Use a dedicated low-balance wallet, protect file permissions and backups, avoid importing cold-wallet keys, and consider hardware-wallet or multisig workflows for valuable assets.

What this means

An accidental or misunderstood command could cause irreversible transfers, bad trades, unwanted debt, recurring purchases, or loss of tokens.

Why it was flagged

The documented command set can move, lock, borrow against, burn, or repeatedly spend funds.
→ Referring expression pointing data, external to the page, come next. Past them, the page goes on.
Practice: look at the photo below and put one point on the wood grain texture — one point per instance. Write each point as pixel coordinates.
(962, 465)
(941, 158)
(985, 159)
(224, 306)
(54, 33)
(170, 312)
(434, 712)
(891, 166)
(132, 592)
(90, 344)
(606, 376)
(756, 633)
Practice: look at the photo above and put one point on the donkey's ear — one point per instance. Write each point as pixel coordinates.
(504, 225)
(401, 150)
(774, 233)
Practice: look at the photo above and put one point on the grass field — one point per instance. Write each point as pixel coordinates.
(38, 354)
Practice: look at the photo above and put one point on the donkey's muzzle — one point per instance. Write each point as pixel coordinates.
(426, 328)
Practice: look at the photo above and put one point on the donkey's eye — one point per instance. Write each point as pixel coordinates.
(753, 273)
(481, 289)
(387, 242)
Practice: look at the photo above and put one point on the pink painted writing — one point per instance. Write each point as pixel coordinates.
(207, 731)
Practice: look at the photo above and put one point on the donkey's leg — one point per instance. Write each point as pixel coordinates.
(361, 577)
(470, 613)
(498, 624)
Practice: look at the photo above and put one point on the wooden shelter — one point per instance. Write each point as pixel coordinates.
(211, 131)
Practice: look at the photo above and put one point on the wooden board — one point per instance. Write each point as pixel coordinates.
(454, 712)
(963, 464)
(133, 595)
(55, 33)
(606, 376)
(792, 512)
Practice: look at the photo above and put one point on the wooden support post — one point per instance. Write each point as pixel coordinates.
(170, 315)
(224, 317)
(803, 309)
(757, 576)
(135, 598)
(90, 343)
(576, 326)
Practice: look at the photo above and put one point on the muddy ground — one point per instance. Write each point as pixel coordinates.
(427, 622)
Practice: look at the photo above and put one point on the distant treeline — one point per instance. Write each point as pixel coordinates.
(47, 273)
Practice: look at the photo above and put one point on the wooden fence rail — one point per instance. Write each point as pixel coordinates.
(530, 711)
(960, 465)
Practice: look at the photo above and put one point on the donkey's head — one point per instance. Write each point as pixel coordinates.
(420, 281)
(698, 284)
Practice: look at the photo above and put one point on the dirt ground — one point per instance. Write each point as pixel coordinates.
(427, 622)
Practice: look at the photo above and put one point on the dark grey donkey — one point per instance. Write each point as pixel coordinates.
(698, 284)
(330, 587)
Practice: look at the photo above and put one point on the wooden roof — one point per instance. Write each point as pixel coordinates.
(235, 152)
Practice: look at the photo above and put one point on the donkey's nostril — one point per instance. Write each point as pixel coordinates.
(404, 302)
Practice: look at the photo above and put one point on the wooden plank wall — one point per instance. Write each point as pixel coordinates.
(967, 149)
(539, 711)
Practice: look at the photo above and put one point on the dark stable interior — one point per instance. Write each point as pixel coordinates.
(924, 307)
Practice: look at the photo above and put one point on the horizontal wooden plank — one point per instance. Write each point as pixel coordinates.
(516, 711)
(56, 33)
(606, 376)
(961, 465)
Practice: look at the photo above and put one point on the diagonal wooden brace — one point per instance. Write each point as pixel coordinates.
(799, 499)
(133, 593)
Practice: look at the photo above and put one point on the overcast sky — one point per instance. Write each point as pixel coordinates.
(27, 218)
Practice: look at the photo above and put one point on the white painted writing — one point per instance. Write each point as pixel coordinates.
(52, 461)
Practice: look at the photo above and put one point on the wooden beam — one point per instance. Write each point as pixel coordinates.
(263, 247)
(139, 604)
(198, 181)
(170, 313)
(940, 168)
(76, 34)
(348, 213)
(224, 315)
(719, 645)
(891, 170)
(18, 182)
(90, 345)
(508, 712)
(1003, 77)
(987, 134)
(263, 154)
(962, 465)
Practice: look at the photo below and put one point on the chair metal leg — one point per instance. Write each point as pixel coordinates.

The artifacts do not impose a mandatory quote/confirmation step before these high-impact actions.

Skill content
Pay people in SOL or USDC, buy and sell tokens ... stake SOL, earn yield ... borrow ... set up DCA ... limit orders, provide liquidity ... trade prediction markets, pay for APIs via x402
Recommendation

Require explicit user approval for every transaction, use quote-only or dry-run first, set spending caps and permissions in `~/.sol/config.toml`, and avoid letting an agent execute financial commands autonomously.

What this means

Fetching an unexpected or malicious paid URL could spend USDC unless the user uses dry-run or sets a cap.

Why it was flagged

The x402 fetch command can automatically sign a USDC payment requested by a remote server; the spending cap is available but not shown as a default requirement.

Skill content
Fetch a URL, automatically paying if the server returns HTTP 402 Payment Required ... `--max <amount>` — Max USDC to spend
Recommendation

Use `--dry-run` and `--max` for x402 requests, disable `canFetch` unless needed, and only fetch paid resources from trusted domains.

What this means

Local files may reveal wallet holdings, trading history, and portfolio value to anyone with access to the machine.

Why it was flagged

The skill stores portfolio snapshots and transaction-derived financial history locally. This is purpose-aligned, but it creates persistent sensitive financial records.

Skill content
A snapshot is taken automatically on each portfolio view ... Saves the current portfolio state to SQLite for later comparison.
Recommendation

Protect the local machine and `~/.sol` directory, avoid sharing database files, and delete snapshots or transaction logs if they are no longer needed.